Co-Founder @ ScrapingAnt

Puppeteer make POST request

Making POST, PUT, and DELETE requests is a crucial web scraping and web testing technique. Still, this functionality is not included in Puppeteer's API as a separate function.

Let's check out the workaround for this situation and create a helper function to fix this out.

Why do we need POST while web scraping?#

POST request is one of several available HTTP request types.
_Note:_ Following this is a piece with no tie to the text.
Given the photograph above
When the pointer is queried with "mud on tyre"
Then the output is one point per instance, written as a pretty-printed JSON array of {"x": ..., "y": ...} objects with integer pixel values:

By design, this method is used to send data to a web server for processing and possible storage.

POST requests usage is one of the main ways to send form data during login or registration. It is also one of the ways to send any data to the web server.

Earlier, one of the main implementation patterns of login or registration was to send the form data with the required authorization parameters via POST request and get the protected content as a response to this request (along with cookies to avoid re-entering the authentication and authorization data).

Nowadays SPAs (Single Page Applications) also use POST requests to send data to API, but such requests usually return only necessary data to update web page and not the whole page.

Thus, many sites use POST requests for client-server communication and this requires the ability of sending POST requests while web scraping.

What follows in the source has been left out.